Hoera voor konijn korte weergave Konijn is binnenkort jarig en wil een feest geven. Hij denkt aan alles. Wil ondaks de goedbedoelde hulp van de andere vrienden toch vooral alles zelf doen. Hij denkt dat hij het op zijn manier het beste kan doen. Tot op het eind alles perfect lijkt te zijn georganiseerd. Dan blijkt....dat hij vergeten is zijn vrienden uit te nodigen voor het feest. Het eindigt wel goed want de vrienden zijn hem niet vergeten en het wordt een dolle boel...... de vragen en beschouwingen Zijn vrienden belangrijk? Ben jij ook wel eens wat vergeten? Wil jij ook alles zelf doen, omdat je denkt dat jij dat het beste kan doen? Waaraan denk je als je een feest geeft? Welke dingen maken een feest echt een feest? Maken de omstandigheden en aankleding het feest een echt feest? Kun je je zonder een taart en ballonnen en andere feestelijke dingen ook wel jarig voelen? Wat is het belangrijkste voor een feest: cadeaus of vrienden? Is het leuk om alles alleen te regelen?
Johan Weewer
23
De grote knor..... korte weergave Knor wordt bij het vliegeren door de wind en de vlieger meegesleurd. Hij wordt daar vreselijk gefrusteerd en zijn minderwaardigheidscomplex krijgt weer een knauw. Voortaan wil hij als de grote knor door het leven gaan. Tot op het moment dat Roe in een woezelval valt. Dan is het belangrijk dat een klein licht wezentje naar beneden wordt gelaten om hem te redden. Dan wordt de verdienste van de omvang van Knor pas echt duidelijk. Knor ziet zijn verdienste ook wel in en is weer zichzelf. vragen en beschouwingen Wil jij wel eens iemand anders zijn? Wie dan? Ben jij wel tevreden over jezelf? Wat zou je willen veranderen? Het buitenste of het binnenste? Als je uiterlijk vernadert zou je dan zelf ook veranderen? Wil je meer aanzien? Vind je het belangrijk aardig gevonden te worden? Hoe je bent, wat je bent, waardoor je bent? Wat zou je verbeteren aan jezelf? Zou je dan ook meer geaccepteerd worden door anderen? Zou je ook andere vrienden daardoor krijgen? Wil je aandacht? Wil jij ook belangrijk zijn? Vind je het belangrijk jezelf te blijven?
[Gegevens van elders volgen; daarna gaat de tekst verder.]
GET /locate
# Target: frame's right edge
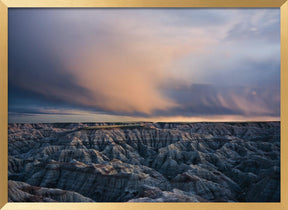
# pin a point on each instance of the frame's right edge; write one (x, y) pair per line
(3, 104)
(284, 104)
Waar is teigetje? korte weergave Teigetje doet niets liever dan stuiteren. Vaak is hij hiermee heel veel mensen tot last. Ook in dit verhaal sturen een boel vrienden hem boos weg, omdat ze hem even niet kunnen gebruiken. Dan is teigetje spoorloos. De dieren voelen zich schuldig, omdat ze hem allemaal hebben weggestuurd. Ze zijn verdrietig en denken dat hij nooit meer terugkomt. Ze organiseren een zoektocht. Bij de bosrand komen ze hem weer tegen. Hij stuitert niet meer omdat hij denkt dat de bladeren van de bomen door zijn gestuiter naar beneden zijn gevallen. Nadat Poeh hem erop wijst dat het herfst is, is teigetje gerustgesteld en gaat kan hij weer vrolijk stuiteren. vragen en beschouwing Mag je alles tegen je vrienden zeggen? Moet je steeds eerlijk zijn of mag je ook wel eens liegen? Wanneer dan? kun je ook een persoon kapot maken? Voel jij je wel eens schuldig? Kan je altijd de waarheid zeggen? kun je altijd weten wat een ander denkt? Kan je iemand geruststellen? Johan Weewer
24
Voelt teigetje zich ook schuldig? Tegen wie? Kun je de natuur(wetten) weerstaan? Zijn wij afhankelijk van de natuur? Zijn wij afhankelijk van de natuur? of is de natuur afhankelijk van ons? Kunnen wij de natuur gebruiken? Misbruiken we de natuur ook wel? Moet je tegen je eigen natuur ingaan?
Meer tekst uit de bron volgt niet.